En avouant publiquement, fût-ce par un communiqué laconique de son service de presse, son embarras à assumer ses responsabilités constitutionnelles et former l’équipe gouvernementale que lui avait proposée le Premier ministre désigné Saad Hariri, le président Michel Aoun ouvre de facto une crise de régime.
Oui, mais de quel chapeau de magicien allait-on sortir le fameux portefeuille exigé par le guide suprême ? Est-ce de la part réservée au président de la République ou bien de celle qui relève du Premier ministre ? On aura constaté, en passant, que nul n’a trouvé insultant ou dégradant pour un futur ministre de se voir confiner au rôle subalterne de n’être qu’une parcelle de la part de telle ou telle chefferie tribale. Il ne suffit apparemment pas d’être sunnite, ou chiite, ou maronite, etc., au doux pays des confessions et des sectes, dont la seule évocation entraîne, chez les esprits dotés de bon sens, une nausée incontrôlable. Si cet unique portefeuille de la Brigade des Six est « sunnito-haririen », le Premier ministre aurait bu ainsi jusqu’à la lie le calice de l’humiliation suprême qu’on lui fait ingurgiter depuis de longues années, à la plus grande jubilation de ceux qui ont assassiné son père et leurs bruyants alliés minoritaires.

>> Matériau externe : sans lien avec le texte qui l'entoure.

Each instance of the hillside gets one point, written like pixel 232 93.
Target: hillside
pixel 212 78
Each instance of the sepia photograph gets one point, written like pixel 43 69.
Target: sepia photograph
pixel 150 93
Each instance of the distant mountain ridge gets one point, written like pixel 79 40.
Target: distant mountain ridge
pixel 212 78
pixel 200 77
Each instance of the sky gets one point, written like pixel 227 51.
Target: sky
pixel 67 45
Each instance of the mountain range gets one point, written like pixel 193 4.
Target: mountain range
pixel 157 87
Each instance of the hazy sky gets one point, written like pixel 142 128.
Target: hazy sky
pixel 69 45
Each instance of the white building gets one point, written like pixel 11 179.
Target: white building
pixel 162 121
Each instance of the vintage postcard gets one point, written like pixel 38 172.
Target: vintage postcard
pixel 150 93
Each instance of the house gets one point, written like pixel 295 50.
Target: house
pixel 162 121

Par contre, si ce même portefeuille est sunnito-aouniste, le président de la République perd ipso facto le droit de veto que lui conférerait le nombre magique de 11 ministres sur 30 (soit le 1/3 + 1), épée de Damoclès que le président « fort » et « chrétien » tiendrait suspendue au-dessus de la tête de tous ses adversaires, comme jadis avant les accords de Taëf tant honnis par les affidés des mollahs de Téhéran et leurs comparses. Le guide suprême de la future « République islamique du Liban », Hassan Nasrallah, a ainsi lancé dans la mare aux crapauds de la politique libanaise, un pavé de taille. Pour ne pas apparaître comme l’unique auteur du blocage du gouvernement, il a contourné le problème en le ramenant à une vulgaire querelle entre un président chrétien-maronite de la République et un Premier ministre musulman sunnite.

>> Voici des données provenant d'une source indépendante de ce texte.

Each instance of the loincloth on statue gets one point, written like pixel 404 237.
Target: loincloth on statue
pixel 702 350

Cela fait des décennies que les Libanais se laissent naïvement piéger par de telles manœuvres dont ont usé et abusé les Assad père et fils à l’époque de l’occupation syrienne, et qui continuent à prouver leur efficacité tant la notion de l’identité citoyenne passe au deuxième plan aux yeux de bon nombre de Libanais, victimes d’un état pathologique d’hallucinose qu’entraîne l’obsession de la maladie identitaire. Jamais, depuis l’époque ottomane, la fusion grégaire au sein du groupe confessionnel n’a pris de telles dimensions inquiétantes.

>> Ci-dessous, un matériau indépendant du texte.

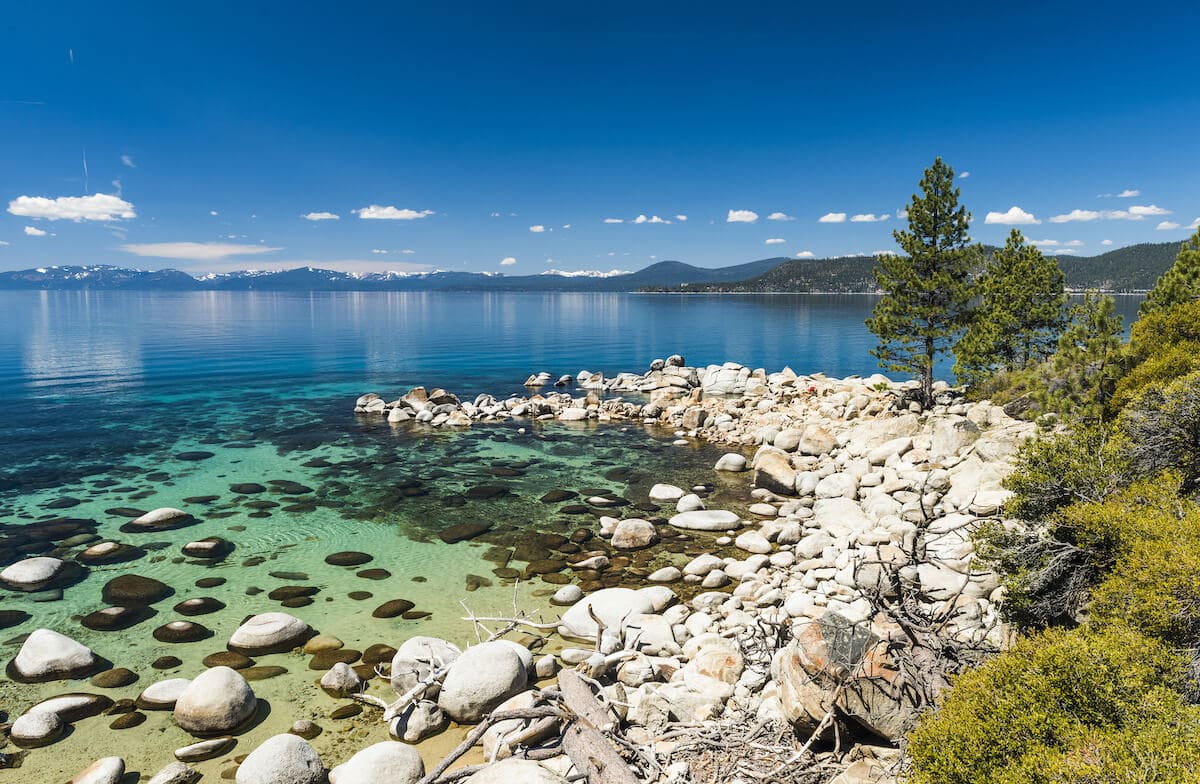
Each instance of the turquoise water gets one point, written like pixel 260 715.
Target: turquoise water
pixel 108 399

Bref, le président de la République, ne comprenant pas pourquoi Saad Hariri ne se conforme pas à la formule qu’on lui impose sous la contrainte, a laconiquement déclaré via son service de presse : « Si le blocage de la formation du gouvernement se maintient, il est tout à fait naturel que le président de la République confie cette affaire à la Chambre des députés afin de pouvoir se doter d’une décision sur des bases solides ( ) ».
On croit rêver. On a déjà tout vu en matière de violation de la Constitution au Liban, mais jamais un président de la République n’a publiquement avoué son incapacité, ou son refus, d’appliquer ses propres prérogatives constitutionnelles. Nul n’aurait jamais osé imaginer que viendrait le jour où le premier magistrat du pays, l’homme qui est le seul à prêter serment sur la Constitution, le chef de l’exécutif qui s’est engagé devant les représentants de la nation à défendre, au prix de sa vie s’il le faut, la Constitution du peuple libanais, que ce même homme ferait comme si la Constitution n’existait pas et irait chercher une autre légitimité dans les compromis politiques et non dans le respect de la procédure constitutionnelle dont il demeure le gardien suprême.
Le président Aoun est gêné par le blocage gouvernemental ? Pourquoi ? Il détient pourtant le pouvoir de former une équipe ministérielle sur-le-champ. Il lui suffit de signer le décret de nomination. Pourquoi ne le fait-il pas conformément à son rôle d’arbitre suprême, au-dessus de la mêlée ? Est-ce parce qu’il craint d’appliquer la Constitution et de mettre en œuvre ses propres pouvoirs régaliens ? Cela risquerait de fâcher quelqu’un ? Qui ? S’il en est ainsi, nous sommes en droit de nous poser la question de savoir si les couloirs du palais de Baabda ne sont pas emportés par les bourrasques d’une crise de régime qui risque de nous précipiter dans l’inconnu.